A Conservative peer has received more than £300,000 in payments from the government’s “levelling up fund” to fix potholes on a 7,500-acre private estate.
The £330,000 was awarded from the government’s Getting Building Fund to fix a road to the independently-run Charleston Farmhouse in East Sussex, as well as farms and other business on land owned by Henry Nicholas the 8th Viscount Gage, a hereditary Conservative peer in the House of Lords.
Lisa Nandy, Labour’s shadow secretary of state for levelling up, has written to Levelling Up Secretary Michael Gove demanding he explain how the decision was made and what safeguards are in place to protect taxpayer money.
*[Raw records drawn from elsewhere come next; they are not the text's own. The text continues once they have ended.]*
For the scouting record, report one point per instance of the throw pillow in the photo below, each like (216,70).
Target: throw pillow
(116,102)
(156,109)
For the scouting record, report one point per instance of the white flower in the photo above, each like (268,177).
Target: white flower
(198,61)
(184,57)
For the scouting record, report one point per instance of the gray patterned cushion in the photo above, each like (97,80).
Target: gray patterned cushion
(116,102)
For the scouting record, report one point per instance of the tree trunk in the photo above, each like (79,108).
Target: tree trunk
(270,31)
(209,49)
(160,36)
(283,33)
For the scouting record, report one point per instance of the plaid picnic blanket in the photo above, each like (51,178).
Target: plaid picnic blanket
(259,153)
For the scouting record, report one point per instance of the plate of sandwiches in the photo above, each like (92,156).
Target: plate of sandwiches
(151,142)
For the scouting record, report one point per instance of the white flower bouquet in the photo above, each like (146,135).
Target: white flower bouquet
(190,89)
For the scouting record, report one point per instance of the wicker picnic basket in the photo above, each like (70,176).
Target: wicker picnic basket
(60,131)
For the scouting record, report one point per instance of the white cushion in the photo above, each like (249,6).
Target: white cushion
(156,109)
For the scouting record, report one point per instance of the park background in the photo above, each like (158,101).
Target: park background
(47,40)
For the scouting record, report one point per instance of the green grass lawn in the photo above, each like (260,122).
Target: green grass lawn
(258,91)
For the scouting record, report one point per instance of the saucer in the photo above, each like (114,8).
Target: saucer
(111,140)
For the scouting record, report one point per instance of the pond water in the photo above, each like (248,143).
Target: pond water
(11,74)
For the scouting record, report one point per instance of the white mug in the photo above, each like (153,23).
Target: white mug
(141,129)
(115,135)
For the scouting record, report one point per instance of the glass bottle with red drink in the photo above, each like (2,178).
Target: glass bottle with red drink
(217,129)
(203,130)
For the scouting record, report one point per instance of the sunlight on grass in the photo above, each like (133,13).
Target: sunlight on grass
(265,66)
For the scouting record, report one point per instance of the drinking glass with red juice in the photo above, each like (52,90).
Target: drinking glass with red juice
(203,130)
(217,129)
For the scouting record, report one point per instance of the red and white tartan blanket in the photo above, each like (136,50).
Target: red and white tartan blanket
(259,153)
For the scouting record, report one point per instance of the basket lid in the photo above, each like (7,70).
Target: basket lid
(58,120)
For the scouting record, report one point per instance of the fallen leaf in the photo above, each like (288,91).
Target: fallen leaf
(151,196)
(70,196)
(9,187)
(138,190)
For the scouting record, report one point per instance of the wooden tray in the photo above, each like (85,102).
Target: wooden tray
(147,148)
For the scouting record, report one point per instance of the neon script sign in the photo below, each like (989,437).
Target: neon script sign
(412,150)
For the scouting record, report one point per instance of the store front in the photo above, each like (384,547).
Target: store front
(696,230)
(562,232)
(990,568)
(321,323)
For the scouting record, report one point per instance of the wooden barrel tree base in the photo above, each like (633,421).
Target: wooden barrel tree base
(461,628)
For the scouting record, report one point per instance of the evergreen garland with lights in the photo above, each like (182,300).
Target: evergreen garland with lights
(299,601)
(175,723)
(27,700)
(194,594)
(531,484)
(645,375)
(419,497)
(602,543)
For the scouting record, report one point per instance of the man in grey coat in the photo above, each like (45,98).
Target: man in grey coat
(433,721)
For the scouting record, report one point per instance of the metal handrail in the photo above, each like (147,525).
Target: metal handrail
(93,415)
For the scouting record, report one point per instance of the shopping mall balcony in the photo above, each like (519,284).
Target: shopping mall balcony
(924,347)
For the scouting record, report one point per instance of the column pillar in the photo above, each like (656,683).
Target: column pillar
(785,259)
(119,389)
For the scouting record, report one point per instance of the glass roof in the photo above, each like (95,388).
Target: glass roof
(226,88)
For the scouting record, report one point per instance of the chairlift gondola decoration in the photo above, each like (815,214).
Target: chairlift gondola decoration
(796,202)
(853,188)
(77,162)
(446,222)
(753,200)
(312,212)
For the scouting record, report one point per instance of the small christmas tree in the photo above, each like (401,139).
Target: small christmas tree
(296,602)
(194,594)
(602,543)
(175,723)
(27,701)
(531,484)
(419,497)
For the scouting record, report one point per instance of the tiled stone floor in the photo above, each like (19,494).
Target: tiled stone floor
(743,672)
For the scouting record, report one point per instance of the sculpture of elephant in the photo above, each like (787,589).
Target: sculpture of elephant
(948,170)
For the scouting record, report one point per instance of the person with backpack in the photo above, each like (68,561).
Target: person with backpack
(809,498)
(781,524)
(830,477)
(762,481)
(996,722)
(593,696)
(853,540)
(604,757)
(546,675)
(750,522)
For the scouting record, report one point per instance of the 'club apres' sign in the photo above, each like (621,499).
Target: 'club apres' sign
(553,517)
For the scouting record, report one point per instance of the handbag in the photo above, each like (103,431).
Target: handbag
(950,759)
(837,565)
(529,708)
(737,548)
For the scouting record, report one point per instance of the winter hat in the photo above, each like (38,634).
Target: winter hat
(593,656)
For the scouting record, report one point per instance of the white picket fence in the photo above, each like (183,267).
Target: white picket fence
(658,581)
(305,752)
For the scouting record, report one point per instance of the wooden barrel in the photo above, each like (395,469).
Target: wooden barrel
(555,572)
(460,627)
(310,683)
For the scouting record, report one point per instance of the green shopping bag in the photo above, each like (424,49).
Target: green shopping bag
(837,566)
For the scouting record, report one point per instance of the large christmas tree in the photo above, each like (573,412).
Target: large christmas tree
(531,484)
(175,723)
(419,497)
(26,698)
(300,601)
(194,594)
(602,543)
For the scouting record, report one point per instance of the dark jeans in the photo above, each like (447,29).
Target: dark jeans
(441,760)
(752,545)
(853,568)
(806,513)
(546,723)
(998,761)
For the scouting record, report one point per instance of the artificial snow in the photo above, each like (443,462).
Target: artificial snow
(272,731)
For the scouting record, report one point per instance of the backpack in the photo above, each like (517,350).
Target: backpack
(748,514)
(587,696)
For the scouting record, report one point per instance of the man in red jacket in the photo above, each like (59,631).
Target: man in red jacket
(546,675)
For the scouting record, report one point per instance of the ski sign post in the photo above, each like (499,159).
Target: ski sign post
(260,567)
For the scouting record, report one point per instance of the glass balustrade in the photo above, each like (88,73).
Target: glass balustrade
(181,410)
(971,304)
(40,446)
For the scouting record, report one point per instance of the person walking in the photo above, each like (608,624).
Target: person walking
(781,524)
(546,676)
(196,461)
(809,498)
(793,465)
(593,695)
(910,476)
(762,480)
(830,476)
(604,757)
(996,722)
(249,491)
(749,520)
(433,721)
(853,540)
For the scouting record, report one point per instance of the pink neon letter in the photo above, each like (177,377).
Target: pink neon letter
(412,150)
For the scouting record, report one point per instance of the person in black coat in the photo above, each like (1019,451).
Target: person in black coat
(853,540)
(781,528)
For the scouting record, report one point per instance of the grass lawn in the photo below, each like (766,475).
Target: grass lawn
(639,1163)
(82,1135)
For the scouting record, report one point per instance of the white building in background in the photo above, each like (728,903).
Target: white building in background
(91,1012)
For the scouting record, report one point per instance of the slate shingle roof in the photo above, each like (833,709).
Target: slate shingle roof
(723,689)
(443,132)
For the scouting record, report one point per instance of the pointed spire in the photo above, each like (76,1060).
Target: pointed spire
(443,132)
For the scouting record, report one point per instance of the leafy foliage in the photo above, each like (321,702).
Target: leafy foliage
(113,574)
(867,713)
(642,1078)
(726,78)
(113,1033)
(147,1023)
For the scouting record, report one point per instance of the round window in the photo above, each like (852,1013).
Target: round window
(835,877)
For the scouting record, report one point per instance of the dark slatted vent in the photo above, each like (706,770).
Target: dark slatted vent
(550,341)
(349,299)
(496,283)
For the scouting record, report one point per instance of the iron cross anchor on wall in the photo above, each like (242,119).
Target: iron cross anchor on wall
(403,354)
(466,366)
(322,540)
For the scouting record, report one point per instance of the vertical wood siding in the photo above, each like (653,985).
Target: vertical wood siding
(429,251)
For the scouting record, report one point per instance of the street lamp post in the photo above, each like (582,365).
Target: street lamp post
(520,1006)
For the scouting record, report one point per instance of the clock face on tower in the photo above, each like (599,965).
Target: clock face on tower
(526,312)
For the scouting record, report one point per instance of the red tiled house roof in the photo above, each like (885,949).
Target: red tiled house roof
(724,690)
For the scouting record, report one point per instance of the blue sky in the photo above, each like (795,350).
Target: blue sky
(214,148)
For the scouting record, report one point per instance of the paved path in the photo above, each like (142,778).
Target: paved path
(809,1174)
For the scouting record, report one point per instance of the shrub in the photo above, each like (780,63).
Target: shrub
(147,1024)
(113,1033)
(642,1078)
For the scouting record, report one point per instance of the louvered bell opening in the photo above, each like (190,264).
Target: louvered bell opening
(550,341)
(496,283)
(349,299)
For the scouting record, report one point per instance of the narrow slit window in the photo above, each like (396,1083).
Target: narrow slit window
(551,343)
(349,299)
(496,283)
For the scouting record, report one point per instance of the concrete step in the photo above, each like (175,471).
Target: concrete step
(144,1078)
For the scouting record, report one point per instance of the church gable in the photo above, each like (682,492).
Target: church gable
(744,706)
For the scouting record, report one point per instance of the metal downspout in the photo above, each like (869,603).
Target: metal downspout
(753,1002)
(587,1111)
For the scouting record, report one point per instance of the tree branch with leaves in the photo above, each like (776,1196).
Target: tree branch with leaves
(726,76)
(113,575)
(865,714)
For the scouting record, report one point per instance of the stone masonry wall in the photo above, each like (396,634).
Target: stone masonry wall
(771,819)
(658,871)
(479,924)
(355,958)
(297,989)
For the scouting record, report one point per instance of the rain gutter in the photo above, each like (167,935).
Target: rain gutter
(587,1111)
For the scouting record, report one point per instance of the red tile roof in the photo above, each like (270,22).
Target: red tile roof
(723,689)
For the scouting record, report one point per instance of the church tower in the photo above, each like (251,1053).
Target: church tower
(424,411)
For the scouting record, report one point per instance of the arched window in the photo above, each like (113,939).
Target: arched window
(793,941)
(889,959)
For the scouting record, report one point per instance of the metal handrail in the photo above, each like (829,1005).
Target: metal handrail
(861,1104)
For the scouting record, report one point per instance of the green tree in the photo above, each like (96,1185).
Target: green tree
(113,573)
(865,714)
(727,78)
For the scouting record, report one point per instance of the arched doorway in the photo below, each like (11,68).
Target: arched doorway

“When he announced the £900 million Getting Building Fund the Prime Minister said the government was determined to put ‘its arms round people in times of crisis…committed not just to defeating coronavirus but to using this crisis to finally tackle this country’s great unresolved challenges of the last three decades’,” wrote Nandy in a letter published today. “‘To build the homes, to fix the NHS, to tackle the skills crisis, to mend the indefensible gap in opportunity and productivity and connectivity between the regions of the UK. To unite and level up.’
“Filling in potholes for a Conservative peer surely cannot have been what he meant.”
While Charleston Farmhouse is open to the public and owned independently, the road is “wholly private” and owned by Firle Estate Management, according to the funding application, providing “the only vehicular access into and out of Charleston and access to the dairy farm and cottages and two other businesses”.